What impact will this have?
The suspension of the MFN clause will have several key consequences for businesses and investors:
Higher tax liabilities for Indian companies: Indian companies receiving dividends from Switzerland will face an increased tax burden, as the withholding tax on those dividends will rise to 10 per cent from 5 per cent.
Effects on Swiss investments in India: Swiss companies that receive dividends from Indian subsidiaries will continue to face a 10 per cent withholding tax, as this tax rate has always applied under the India-Switzerland DTAA.
EFTA investments unaffected: Switzerland's decision is also unlikely to impact investments into India from the European Free Trade Association (EFTA), as these investments are already subject to the 10 per cent withholding tax rate.
No change for other DTAA benefits: Indian companies operating in Switzerland will still be able to avail themselves of the other benefits provided under the India-Switzerland DTAA, such as tax relief on royalties and fees for technical services.
Reevaluation of MFN clauses by other countries: This move could prompt other nations to reconsider how the MFN clause is applied in their own tax treaties with India, especially if similar legal rulings arise elsewhere.

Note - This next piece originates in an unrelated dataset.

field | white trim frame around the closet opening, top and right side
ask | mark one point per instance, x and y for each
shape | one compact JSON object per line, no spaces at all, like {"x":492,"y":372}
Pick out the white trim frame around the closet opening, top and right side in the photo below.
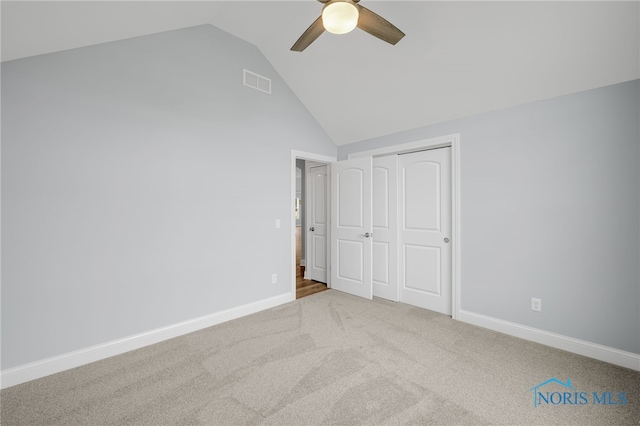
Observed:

Importance of mutual agreement
This decision highlights the importance of mutual agreement and clarity in interpreting international tax agreements. While the MFN clause aims to ensure fairness and equal treatment, it requires both parties to have a shared understanding of its terms. The suspension reflects a shift towards more cautious and clearly defined interpretations of tax treaty provisions, ensuring that changes to tax rates or conditions are based on mutual consent rather than automatic application.